What is bodily injury?

King v Bristow Helicopters Ltd M v Klm Royal Duty Airlines (H of L TLR 1 March)

For a passenger in an aircraft to be entitled to compensation under article 17 of the Warsaw Convention 1929 as a result of an accident on board an aircraft he must have suffered ‘bodily injury’. Bodily injury simply and unambiguously means a change in some part or parts of the body of the passenger which was sufficiently serious to be described as an injury. It did not include mere emotional upsets such as fear, distress, grief or mental anguish. There now existed techniques for investigating the functioning of the living brain and the central nervous system together with the roles played by neurotransmitters, hormones and electrical impulses.
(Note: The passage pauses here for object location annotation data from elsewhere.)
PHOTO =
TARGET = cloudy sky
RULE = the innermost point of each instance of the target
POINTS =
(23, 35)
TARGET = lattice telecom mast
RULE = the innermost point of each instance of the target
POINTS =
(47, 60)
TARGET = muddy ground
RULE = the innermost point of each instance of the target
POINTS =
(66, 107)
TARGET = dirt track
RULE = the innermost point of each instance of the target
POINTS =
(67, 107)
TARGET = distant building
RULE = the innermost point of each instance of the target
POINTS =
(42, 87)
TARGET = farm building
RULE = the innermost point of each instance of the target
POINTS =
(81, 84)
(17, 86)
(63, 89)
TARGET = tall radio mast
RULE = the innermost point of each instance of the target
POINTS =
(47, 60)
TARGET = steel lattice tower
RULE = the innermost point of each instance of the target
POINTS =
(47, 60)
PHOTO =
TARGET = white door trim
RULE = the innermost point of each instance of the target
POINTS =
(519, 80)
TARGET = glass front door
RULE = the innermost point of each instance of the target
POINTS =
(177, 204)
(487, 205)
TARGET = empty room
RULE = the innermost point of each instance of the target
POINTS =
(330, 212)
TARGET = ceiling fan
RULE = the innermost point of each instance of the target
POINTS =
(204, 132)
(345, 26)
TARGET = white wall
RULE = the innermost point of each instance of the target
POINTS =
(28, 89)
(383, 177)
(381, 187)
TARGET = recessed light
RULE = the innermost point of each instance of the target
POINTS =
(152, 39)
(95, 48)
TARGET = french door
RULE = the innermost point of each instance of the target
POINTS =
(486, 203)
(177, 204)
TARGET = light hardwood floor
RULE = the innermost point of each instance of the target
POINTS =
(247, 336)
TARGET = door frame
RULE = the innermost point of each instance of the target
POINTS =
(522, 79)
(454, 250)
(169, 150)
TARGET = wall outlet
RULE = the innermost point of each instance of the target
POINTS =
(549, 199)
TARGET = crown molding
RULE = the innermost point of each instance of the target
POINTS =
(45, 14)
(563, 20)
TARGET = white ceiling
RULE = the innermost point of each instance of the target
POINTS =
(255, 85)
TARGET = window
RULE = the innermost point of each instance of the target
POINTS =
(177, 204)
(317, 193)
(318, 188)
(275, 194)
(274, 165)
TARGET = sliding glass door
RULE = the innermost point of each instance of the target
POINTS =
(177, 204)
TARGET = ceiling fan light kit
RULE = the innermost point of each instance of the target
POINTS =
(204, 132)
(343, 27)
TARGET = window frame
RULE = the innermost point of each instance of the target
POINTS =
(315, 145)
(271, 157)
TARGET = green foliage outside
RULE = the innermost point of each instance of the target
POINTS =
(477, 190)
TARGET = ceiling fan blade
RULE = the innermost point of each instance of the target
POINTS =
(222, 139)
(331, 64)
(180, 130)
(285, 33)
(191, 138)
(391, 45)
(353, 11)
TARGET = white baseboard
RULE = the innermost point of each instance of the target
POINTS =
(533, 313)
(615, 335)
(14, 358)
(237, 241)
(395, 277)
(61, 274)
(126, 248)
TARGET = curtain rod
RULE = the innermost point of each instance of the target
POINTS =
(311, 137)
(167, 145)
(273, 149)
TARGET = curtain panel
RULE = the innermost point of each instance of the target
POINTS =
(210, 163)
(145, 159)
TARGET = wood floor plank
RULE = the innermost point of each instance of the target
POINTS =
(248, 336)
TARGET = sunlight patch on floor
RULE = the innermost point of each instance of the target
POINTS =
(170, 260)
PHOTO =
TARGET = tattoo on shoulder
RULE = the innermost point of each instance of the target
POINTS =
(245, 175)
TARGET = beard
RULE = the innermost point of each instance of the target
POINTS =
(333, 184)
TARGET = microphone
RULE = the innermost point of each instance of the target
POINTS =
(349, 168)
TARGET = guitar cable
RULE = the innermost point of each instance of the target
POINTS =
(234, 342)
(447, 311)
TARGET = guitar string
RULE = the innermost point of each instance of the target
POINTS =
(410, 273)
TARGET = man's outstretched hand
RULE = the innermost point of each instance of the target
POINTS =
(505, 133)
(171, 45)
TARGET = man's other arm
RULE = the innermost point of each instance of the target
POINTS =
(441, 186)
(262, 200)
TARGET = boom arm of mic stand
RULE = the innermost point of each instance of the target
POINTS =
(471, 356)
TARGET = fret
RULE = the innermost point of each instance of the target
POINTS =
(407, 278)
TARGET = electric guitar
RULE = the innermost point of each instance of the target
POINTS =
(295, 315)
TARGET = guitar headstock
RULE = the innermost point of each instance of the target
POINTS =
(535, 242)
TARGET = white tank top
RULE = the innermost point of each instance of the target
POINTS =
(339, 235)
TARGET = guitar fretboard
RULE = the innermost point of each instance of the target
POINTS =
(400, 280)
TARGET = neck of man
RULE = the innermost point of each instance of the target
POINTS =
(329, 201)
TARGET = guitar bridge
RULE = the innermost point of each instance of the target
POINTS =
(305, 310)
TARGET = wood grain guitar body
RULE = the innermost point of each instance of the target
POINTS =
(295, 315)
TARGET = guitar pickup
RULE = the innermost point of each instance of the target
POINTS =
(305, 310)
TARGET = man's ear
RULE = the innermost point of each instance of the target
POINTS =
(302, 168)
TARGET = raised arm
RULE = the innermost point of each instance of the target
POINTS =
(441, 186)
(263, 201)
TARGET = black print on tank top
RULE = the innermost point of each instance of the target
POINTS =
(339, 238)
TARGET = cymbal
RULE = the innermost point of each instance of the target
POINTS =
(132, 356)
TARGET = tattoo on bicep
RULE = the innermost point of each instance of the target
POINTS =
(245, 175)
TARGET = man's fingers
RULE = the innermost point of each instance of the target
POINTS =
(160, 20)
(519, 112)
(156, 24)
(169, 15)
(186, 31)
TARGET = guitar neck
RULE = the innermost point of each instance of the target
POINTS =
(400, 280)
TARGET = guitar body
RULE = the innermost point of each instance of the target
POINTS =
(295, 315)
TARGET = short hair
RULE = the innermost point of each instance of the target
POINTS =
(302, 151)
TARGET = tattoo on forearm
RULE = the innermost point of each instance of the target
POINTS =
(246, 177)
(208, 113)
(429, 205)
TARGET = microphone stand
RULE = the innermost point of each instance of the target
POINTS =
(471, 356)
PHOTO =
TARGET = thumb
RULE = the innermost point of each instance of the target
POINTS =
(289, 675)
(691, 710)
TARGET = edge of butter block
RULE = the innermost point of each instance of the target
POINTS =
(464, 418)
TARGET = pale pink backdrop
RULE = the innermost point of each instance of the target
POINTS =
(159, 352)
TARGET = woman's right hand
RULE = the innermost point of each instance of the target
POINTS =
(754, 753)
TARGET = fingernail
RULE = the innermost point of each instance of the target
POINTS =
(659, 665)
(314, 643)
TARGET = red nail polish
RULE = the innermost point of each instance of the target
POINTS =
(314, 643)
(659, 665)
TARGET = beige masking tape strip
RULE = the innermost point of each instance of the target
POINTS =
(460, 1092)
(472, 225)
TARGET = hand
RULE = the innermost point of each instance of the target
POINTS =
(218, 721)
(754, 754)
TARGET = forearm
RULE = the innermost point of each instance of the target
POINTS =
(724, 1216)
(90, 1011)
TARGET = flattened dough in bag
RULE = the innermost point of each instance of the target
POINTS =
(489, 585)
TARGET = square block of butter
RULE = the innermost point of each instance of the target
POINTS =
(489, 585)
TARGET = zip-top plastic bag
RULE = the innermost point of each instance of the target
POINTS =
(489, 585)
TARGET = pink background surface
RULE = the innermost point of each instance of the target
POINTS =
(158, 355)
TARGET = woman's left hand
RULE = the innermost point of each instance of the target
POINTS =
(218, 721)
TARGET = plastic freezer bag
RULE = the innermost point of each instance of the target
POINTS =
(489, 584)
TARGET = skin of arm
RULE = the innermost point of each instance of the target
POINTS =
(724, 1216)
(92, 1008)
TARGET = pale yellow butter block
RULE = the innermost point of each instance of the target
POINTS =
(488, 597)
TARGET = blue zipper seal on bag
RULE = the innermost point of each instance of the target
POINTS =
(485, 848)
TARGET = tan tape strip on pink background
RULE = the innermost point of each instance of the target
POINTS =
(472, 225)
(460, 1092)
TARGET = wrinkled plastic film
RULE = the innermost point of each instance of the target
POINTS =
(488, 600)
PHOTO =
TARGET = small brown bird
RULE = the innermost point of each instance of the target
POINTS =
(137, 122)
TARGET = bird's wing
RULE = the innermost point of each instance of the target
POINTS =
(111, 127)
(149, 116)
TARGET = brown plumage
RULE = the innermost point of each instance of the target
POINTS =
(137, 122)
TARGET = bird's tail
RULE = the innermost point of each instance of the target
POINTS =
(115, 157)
It could now be shown by valid scientific techniques that certain psychiatric symptoms corresponded to physical changes in the brain. What those developments had changed was not the phenomena, nor the meaning of the language used in the article, but the ability to adduce evidence relevant to the factual issues raised by the article. There was respectable medical support for the view that, for example, a major depressive disorder was the expression of physical changes in the brain and its hormonal chemistry. Such physical changes were capable of amounting to an injury and, if they did, they were, on any ordinary usage of language, bodily injuries. In the present cases, following a helicopter-crash landing, Mr King received no physical injury but suffered from moderate post-traumatic stress disorder and the consequent onset of a peptic ulcer disease. In the circumstances he could claim only in respect of the peptic ulcer. In the second action Miss M could not recover damages for clinical depression brought on as a result of indecent assault on board an aeroplane. Passengers need to prove by qualified expert evidence that physical changes have occurred, that they were caused by the accident and that they had led to the psychiatric condition which constituted the damage complained of The meaning of the phrase ‘bodily injury’ had not changed. The criterion or test remained the same. All that had changed was the ability of certain claimants to bring their cases within it.